Inputting data table rows as function arguments
I was working on a simulation project with an undergraduate dissertation student today (I’m so amazed at what our students can do now!) and wanted to show her how to efficiently run simulations for all combinations of a range of parameters. It took 20 minutes of googling map functions in purrr to figure it out. I find I have to do this every time I want to use this pattern, so I decided to write a quick tutorial on it.
You’ll need functions from the purrr library, as well as some dplyr and tidyr functions, so I just load the whole tidyverse.
library(tidyverse)
Fisrt, I need to define the function I want to run for the imulation.
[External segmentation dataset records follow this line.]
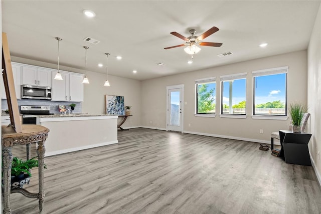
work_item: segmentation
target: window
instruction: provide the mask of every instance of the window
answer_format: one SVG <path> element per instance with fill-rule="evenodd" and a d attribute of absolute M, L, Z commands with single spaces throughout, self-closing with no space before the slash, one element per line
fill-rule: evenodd
<path fill-rule="evenodd" d="M 215 77 L 195 80 L 196 114 L 215 114 Z"/>
<path fill-rule="evenodd" d="M 253 115 L 286 116 L 287 66 L 255 71 Z"/>
<path fill-rule="evenodd" d="M 221 76 L 221 114 L 246 114 L 246 73 Z"/>

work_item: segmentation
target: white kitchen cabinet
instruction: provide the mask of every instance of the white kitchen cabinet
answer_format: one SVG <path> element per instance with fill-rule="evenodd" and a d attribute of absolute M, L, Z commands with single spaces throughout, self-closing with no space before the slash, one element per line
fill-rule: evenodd
<path fill-rule="evenodd" d="M 51 70 L 33 66 L 22 67 L 22 84 L 51 87 Z"/>
<path fill-rule="evenodd" d="M 52 73 L 52 97 L 53 101 L 82 102 L 84 100 L 83 75 L 60 71 L 63 80 L 54 79 Z"/>
<path fill-rule="evenodd" d="M 69 101 L 82 102 L 84 100 L 84 76 L 69 74 Z"/>
<path fill-rule="evenodd" d="M 11 67 L 12 67 L 12 73 L 14 75 L 14 81 L 15 82 L 15 89 L 16 89 L 17 99 L 21 99 L 21 88 L 20 85 L 21 85 L 22 66 L 19 65 L 16 65 L 14 63 L 12 63 Z M 3 78 L 1 78 L 1 98 L 2 99 L 7 99 Z"/>

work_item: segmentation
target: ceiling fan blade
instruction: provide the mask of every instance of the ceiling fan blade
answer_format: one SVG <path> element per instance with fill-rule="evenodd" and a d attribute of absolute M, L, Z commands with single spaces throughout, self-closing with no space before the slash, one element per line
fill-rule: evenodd
<path fill-rule="evenodd" d="M 220 29 L 216 27 L 213 27 L 211 29 L 203 33 L 202 35 L 198 37 L 197 39 L 199 40 L 203 40 L 209 36 L 212 35 L 217 31 L 218 31 Z"/>
<path fill-rule="evenodd" d="M 221 47 L 223 43 L 208 43 L 205 42 L 201 42 L 199 43 L 199 45 L 203 46 L 212 46 L 212 47 Z"/>
<path fill-rule="evenodd" d="M 167 48 L 164 48 L 164 49 L 170 49 L 171 48 L 177 48 L 178 47 L 184 46 L 185 45 L 185 44 L 182 44 L 182 45 L 176 45 L 175 46 L 171 46 L 171 47 L 168 47 Z"/>
<path fill-rule="evenodd" d="M 186 37 L 185 37 L 184 36 L 179 34 L 177 32 L 171 32 L 170 34 L 172 34 L 172 35 L 174 35 L 176 37 L 178 37 L 179 38 L 181 38 L 183 40 L 185 40 L 186 41 L 188 41 L 188 42 L 190 41 L 190 40 L 189 40 Z"/>

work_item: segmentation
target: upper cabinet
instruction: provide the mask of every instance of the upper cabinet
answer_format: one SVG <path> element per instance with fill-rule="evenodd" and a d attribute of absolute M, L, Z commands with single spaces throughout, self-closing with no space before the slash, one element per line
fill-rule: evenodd
<path fill-rule="evenodd" d="M 22 66 L 23 85 L 51 87 L 52 71 L 31 66 Z"/>
<path fill-rule="evenodd" d="M 56 72 L 52 73 L 52 100 L 57 101 L 82 102 L 84 100 L 84 75 L 60 71 L 62 80 L 54 79 Z"/>
<path fill-rule="evenodd" d="M 17 99 L 21 99 L 21 89 L 20 88 L 20 85 L 21 85 L 22 66 L 19 65 L 15 64 L 14 63 L 12 63 L 11 67 L 12 67 L 12 73 L 14 75 L 16 95 L 17 96 Z M 3 78 L 1 78 L 1 98 L 7 99 Z"/>

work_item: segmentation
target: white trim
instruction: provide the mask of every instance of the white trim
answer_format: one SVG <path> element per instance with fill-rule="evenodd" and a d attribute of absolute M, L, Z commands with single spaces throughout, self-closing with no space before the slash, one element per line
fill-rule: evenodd
<path fill-rule="evenodd" d="M 272 74 L 287 73 L 288 69 L 288 66 L 279 67 L 278 68 L 253 71 L 252 72 L 252 74 L 253 77 L 257 77 L 259 76 L 270 75 Z"/>
<path fill-rule="evenodd" d="M 195 80 L 195 84 L 199 83 L 209 83 L 212 82 L 215 82 L 216 81 L 216 77 L 208 77 L 207 78 L 198 79 Z"/>
<path fill-rule="evenodd" d="M 150 129 L 156 129 L 156 130 L 160 130 L 162 131 L 168 131 L 168 130 L 166 128 L 158 128 L 158 127 L 153 127 L 151 126 L 141 126 L 139 127 L 140 128 L 149 128 Z"/>
<path fill-rule="evenodd" d="M 194 116 L 200 117 L 215 117 L 216 114 L 194 114 Z"/>
<path fill-rule="evenodd" d="M 240 73 L 239 74 L 229 74 L 228 75 L 220 76 L 220 81 L 225 81 L 227 80 L 238 80 L 246 79 L 247 73 Z"/>
<path fill-rule="evenodd" d="M 206 133 L 194 132 L 193 131 L 184 131 L 183 133 L 186 133 L 188 134 L 197 134 L 198 135 L 208 136 L 209 137 L 220 137 L 221 138 L 232 139 L 233 140 L 242 140 L 243 141 L 254 142 L 255 143 L 265 143 L 267 144 L 271 144 L 271 141 L 270 140 L 258 140 L 256 139 L 244 138 L 243 137 L 234 137 L 232 136 L 221 135 L 219 134 L 208 134 Z"/>
<path fill-rule="evenodd" d="M 310 159 L 311 159 L 311 163 L 312 163 L 312 166 L 313 167 L 313 169 L 314 170 L 314 172 L 315 173 L 315 175 L 316 175 L 316 178 L 319 183 L 319 186 L 321 187 L 321 174 L 320 172 L 318 171 L 317 168 L 315 166 L 315 163 L 314 163 L 314 160 L 312 158 L 312 155 L 311 155 L 311 153 L 310 153 L 310 151 L 309 151 L 309 154 L 310 154 Z"/>
<path fill-rule="evenodd" d="M 79 151 L 79 150 L 82 150 L 84 149 L 90 149 L 92 148 L 98 147 L 99 146 L 106 146 L 108 145 L 115 144 L 117 144 L 118 143 L 118 140 L 115 140 L 113 141 L 105 142 L 103 143 L 98 143 L 97 144 L 88 145 L 87 146 L 80 146 L 79 147 L 74 147 L 74 148 L 71 148 L 70 149 L 62 149 L 62 150 L 60 150 L 55 151 L 52 152 L 45 152 L 45 156 L 48 157 L 49 156 L 56 155 L 57 154 L 64 154 L 65 153 L 68 153 L 68 152 L 72 152 L 73 151 Z"/>
<path fill-rule="evenodd" d="M 226 118 L 246 119 L 246 114 L 220 114 L 220 117 Z"/>
<path fill-rule="evenodd" d="M 252 115 L 252 119 L 259 120 L 286 120 L 288 118 L 287 116 L 272 116 L 272 115 Z"/>

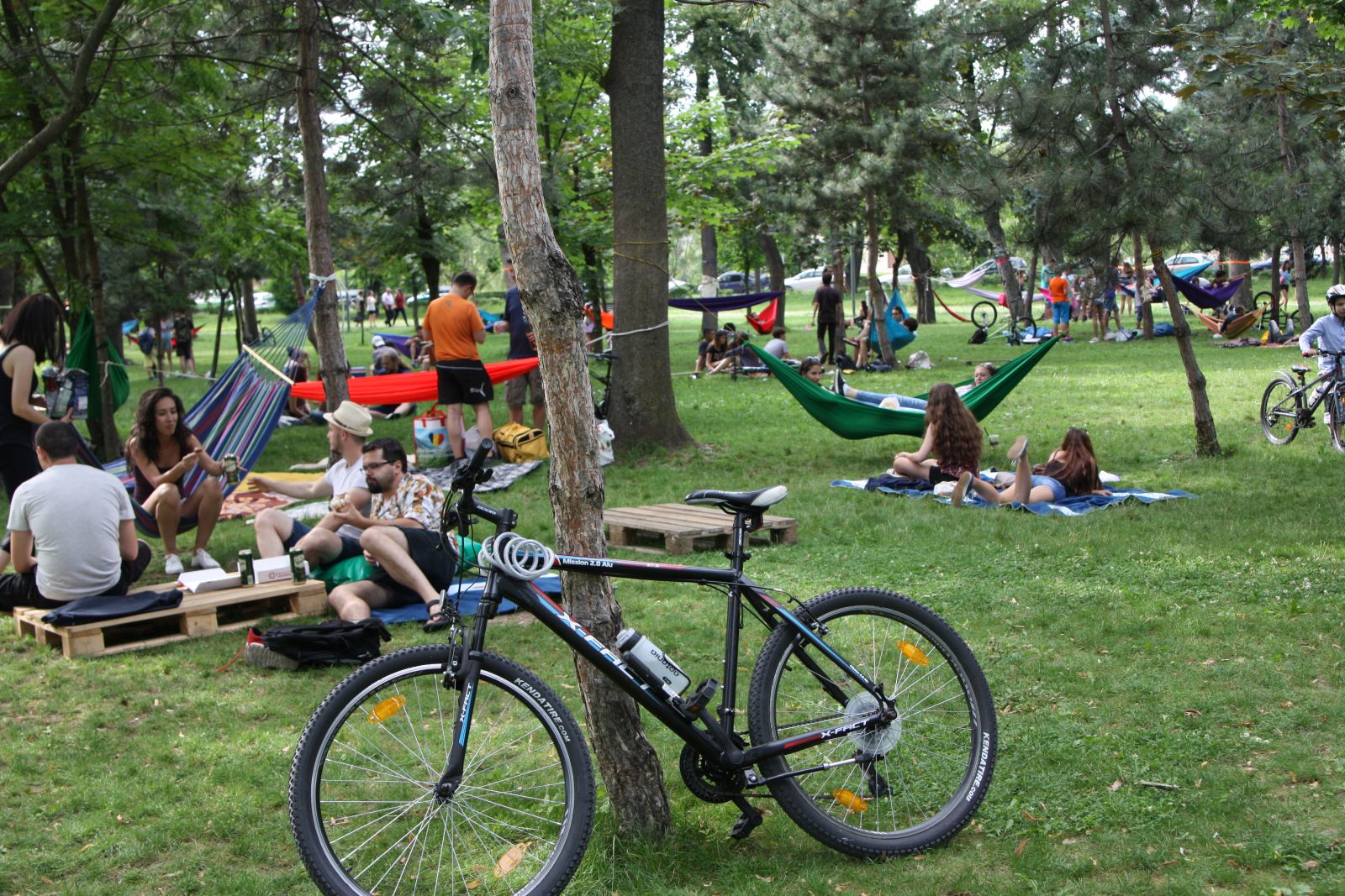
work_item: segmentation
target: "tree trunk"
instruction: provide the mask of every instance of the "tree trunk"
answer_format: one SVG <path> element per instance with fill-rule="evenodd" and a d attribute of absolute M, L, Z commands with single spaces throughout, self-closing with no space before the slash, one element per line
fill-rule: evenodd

I’ll make a relatively simple one, that takes the samples sizes, means and standard deviations for two samples, simulates data, and returns the sample effect size, t-value, p-value, and degrees of freedom from t.test
.
my_t_sim <- function(n1 = 100, m1 = 0, sd1 = 1,
n2 = 100, m2 = 0, sd2 = 1) {
# simulate data
grp1 <- rnorm(n1, m1, sd1)
grp2 <- rnorm(n2, m2, sd2)
# analyse
tt <- t.test(grp1, grp2)
# calculate cohens d for independent samples
s_pooled <- sqrt(((n1-1) * sd(grp1)^2 + (n2-1) *
sd(grp2)^2)/(n1+n2))
d <- (tt$estimate[[1]] - tt$estimate[[2]]) / s_pooled
# return named list of values
list(d = d,
t = tt$statistic[[1]],
df = tt$parameter[[1]],
p = tt$p.value)
}
So we can simulate a study with 20 observations in each group and an effect size of 0.5.
my_t_sim(n1 = 20, m1 = 100, sd1 = 10,
n2 = 20, m2 = 105, sd2 = 10)
## $d
## [1] -0.7037
##
## $t
## [1] -2.169
##
## $df
## [1] 33.89
##
## $p
## [1] 0.0372
If you want to run it 100 times, you can use the map_df()
function to create a data frame of the results for each repeat.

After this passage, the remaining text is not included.